Why syslog over UDP loses messages and how to avoid that

syslog is the most important data source of your SIEM. The ratio between data coming from syslog vs everything else varies between installations, but a 50% is a good guess.

With data amounts increasing 25% YoY and enterprises regularly buying 1-10TB/day licenses from their favorite SIEM product, this means that you are pumping 500GB-5TB of data daily that originates from syslog. This includes data from your firewalls, routers, and the many other network and security appliances in your enterprise.

Message loss related resiliency with regards to syslog over UDP has always been a problem. Users who start looking at these metrics generally report a 30-40% loss of messages for syslog over UDP, but drops of up to 90% are not unheard of.

Let me get to the bottom of the reasons why messages are dropped and how these problems can be solved, or at least mitigated.

syslog transports

Syslog is traditionally transported from producers to consumers via UDP packets on port 514. The specifics of this is documented in RFC3164. Implementations of syslog (such as syslog-ng) do offer improvements over the original protocol, using TCP instead of UDP and offering encryption via SSL. There’s even a revised protocol (RFC5424) that promotes more reliable transports than the one originally described in RFC3164.

That said, syslog over UDP is still used in enterprise environments, even though more reliable alternatives have been available for decades. The reason for this is not all laziness and inertia. For carrier-grade firewalls and routers, the only protocol that can scale and manage to get all of the data off the appliance is UDP, due to its simplicity and efficiency (discussed below). This is why the use of UDP will continue, especially in large enterprises, for some time.
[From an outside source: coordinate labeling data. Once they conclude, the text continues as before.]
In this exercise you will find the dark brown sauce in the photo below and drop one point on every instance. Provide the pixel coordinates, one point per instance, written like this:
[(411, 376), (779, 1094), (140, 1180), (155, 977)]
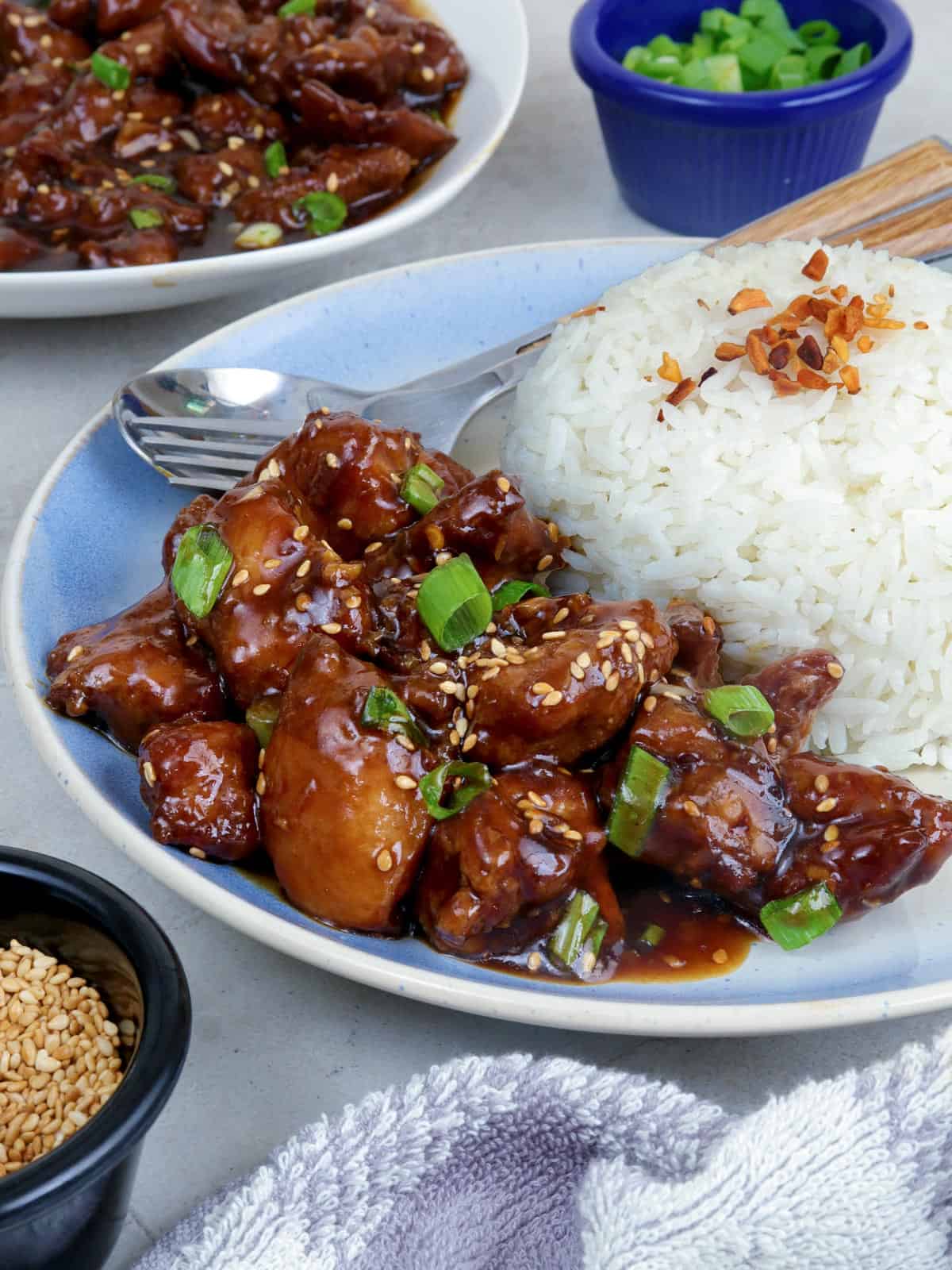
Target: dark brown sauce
[(701, 941)]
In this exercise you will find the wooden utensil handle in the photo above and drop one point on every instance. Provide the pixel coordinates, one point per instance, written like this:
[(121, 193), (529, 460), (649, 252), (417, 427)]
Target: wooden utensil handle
[(923, 232), (912, 175)]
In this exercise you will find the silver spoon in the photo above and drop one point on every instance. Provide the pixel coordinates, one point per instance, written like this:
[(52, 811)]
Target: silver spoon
[(209, 429)]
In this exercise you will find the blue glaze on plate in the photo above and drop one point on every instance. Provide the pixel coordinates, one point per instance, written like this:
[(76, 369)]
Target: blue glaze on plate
[(90, 545)]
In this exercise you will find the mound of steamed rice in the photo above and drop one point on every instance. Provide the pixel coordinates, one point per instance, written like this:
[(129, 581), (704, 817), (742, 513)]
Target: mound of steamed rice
[(819, 518)]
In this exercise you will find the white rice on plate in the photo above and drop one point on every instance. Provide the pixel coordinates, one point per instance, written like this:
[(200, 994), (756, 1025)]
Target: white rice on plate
[(818, 518)]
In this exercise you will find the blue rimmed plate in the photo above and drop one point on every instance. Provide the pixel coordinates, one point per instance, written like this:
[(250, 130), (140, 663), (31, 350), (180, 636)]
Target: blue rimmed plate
[(89, 544)]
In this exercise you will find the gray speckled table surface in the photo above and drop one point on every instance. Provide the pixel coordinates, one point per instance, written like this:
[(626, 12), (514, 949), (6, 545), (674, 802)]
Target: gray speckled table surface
[(277, 1043)]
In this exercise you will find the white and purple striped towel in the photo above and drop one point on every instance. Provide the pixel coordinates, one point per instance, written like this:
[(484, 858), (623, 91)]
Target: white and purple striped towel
[(517, 1164)]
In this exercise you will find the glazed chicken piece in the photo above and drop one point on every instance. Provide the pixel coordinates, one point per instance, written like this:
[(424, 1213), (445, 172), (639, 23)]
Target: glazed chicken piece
[(700, 641), (581, 670), (197, 780), (359, 177), (343, 821), (283, 586), (724, 822), (348, 474), (498, 874), (219, 116), (137, 247), (797, 687), (16, 248), (133, 672), (330, 117), (869, 835), (489, 521)]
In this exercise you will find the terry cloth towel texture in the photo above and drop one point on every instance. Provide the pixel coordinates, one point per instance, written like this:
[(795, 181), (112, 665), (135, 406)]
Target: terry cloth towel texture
[(516, 1164)]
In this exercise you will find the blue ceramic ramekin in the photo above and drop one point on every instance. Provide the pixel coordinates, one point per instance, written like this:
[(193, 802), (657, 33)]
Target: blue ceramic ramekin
[(704, 163)]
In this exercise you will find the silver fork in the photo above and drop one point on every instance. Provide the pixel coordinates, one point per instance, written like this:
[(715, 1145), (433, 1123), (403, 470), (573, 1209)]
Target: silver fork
[(209, 429)]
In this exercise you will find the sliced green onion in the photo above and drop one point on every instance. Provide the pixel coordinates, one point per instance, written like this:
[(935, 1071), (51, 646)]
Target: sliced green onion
[(202, 564), (724, 70), (819, 32), (274, 159), (146, 217), (476, 780), (155, 181), (569, 937), (742, 710), (512, 592), (420, 488), (789, 71), (111, 73), (454, 603), (385, 710), (327, 213), (852, 60), (640, 793), (822, 63), (260, 718), (799, 920), (636, 55), (259, 235)]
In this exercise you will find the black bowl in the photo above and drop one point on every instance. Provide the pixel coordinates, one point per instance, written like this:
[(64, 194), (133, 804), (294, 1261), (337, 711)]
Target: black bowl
[(65, 1210)]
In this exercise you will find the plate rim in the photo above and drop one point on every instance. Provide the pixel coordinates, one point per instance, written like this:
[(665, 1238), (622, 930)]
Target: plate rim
[(582, 1011), (433, 196)]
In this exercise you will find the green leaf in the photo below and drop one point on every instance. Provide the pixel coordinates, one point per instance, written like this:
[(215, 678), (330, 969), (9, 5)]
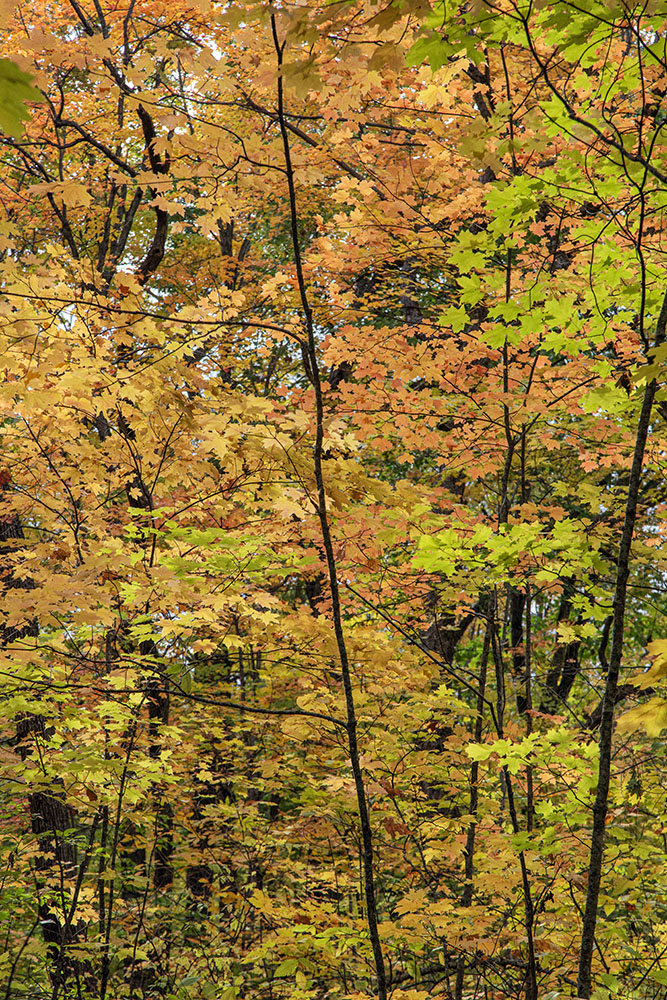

One way to minimize drops is to use the more reliable alternatives, but that may not be an option due to the scale requirements noted above.

Introduction to UDP - and the problem with UDP at scale

Before delving into how UDP can be scaled, let’s briefly look at how it works.

UDP is a very simple protocol, not much more than merely sending network packets on the LAN with a header added to all packets to make it routable on the Internet. This is why it is still a favored protocol in very large appliances, which value efficiency above just about everything else.

This also means that UDP inherits most of its properties from LAN equipment, such as switches and routers. UDP packets:

Can be dropped in case of a congestion
Can be reordered by a switch as it interconnects nodes on a network

The only thing that stands between the dropping or delivery of UDP packets are:

The speed of the network: if the wire speed is a lot higher than what you generally use, congestion is a rare event.
Buffering built into clients/servers and network equipment: meaning that dropping packets due to congestion can be avoided as long as these buffers are able to keep data until the congestion clears up.

The problem that you are facing as you scale ingesting UDP based packets can now be apparent:

As soon as your buffers get full at any point in the network, packets are dropped without notification.
This becomes worse as the number of hops (in terms of L2/L3 network equipment) between the client and the server increases, simply because the odds of the packet meeting a full buffer and network congestion increases. It might be an overloaded WAN link or an overloaded router; in either case these will cause the packet to be dropped.

Scaling UDP: minimizing packet loss

It’s worth mentioning that the only thing you can do when scaling UDP-based traffic is to minimize loss. Loss remains a possibility whatever you do. To avoid loss, you’d have to use a different transport (one that uses TCP is a good start).

If you are stuck using UDP and you encounter message loss already (which is probably why you are reading this article), take a structured approach to find the root cause(s).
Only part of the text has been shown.